Personally, I don't think that asking for them to have a copy of Blackout
on the shelf was asking too much. Then they didn't have any of Cherie Priest's older books, either.
The thing is, I do there what I do at every other book store. I look at the faceouts and the endcaps. I browse the new releases. I let my eyes wander over the shelves as I walk through the store on my way to and from the section where I hope to find my book/author. This has worked many times in Elliott Bay books, for example, and I've had a few discoveries from them. It's even worked at B&N. It certainly works at the library. So what is it about Powell's?
I think it's a matter of expectations. You don't have to convince me that Powell's is an amazing, enormous book store and more fully stocked than your typical independent bookstore. The books I have looked for and not found there have been genre fiction. They have lots of genre fiction, just not anything I want. Because they are so big, and going there is part of why I'd be in Portland anyway, I want them to have the books I don't find in other places, either.
I'm having waffle failure even as I write this. I guess the first one is the sacrificial waffle. I can't find the kitchen timer, which fell and had its magnet broken off and so isn't on the fridge where it would be useful. Plus, I don't have the batter recipe that I usually use. Halfway through mixing, I realized that this internet recipe didn't call for sour cream.

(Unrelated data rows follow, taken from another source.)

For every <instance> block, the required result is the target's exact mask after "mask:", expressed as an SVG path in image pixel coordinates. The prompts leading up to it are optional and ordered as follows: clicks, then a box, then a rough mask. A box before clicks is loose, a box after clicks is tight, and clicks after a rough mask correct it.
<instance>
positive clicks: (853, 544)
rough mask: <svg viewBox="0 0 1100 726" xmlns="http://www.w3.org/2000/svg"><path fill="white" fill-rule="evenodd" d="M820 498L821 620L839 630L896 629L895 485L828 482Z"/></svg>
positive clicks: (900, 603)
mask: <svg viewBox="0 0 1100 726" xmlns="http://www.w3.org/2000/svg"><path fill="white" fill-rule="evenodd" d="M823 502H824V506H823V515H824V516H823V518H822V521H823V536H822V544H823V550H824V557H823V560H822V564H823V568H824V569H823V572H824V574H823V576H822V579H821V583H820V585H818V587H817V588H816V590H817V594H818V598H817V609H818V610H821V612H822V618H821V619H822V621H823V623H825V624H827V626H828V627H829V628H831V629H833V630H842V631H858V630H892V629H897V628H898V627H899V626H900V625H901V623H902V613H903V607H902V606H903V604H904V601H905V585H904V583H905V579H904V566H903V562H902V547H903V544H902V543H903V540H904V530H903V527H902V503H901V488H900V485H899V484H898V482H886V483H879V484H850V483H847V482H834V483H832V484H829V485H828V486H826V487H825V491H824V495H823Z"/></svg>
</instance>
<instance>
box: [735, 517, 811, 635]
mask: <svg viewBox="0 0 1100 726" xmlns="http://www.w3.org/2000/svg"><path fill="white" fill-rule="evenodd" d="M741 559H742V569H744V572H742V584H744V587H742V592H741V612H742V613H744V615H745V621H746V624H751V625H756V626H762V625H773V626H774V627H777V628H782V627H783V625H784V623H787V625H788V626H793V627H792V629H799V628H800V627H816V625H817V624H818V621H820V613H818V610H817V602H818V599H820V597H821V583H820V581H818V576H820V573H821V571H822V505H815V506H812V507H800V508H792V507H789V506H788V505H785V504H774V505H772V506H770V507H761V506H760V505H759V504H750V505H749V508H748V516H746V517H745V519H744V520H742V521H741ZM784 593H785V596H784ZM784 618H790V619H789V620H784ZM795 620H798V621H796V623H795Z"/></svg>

Anyway, the long and the short of it is that even though I did a lot of cool stuff this weekend, I'm ultimately feeling that I didn't get what I set out for. It's a pretty pessimistic, disappointment focused assessment of things. For simplicity, I can blame hormones, but I don't think that addresses the real problem.
Eating the waffles may not be addressing the root problem, but it is making me feel cheerier by the bite.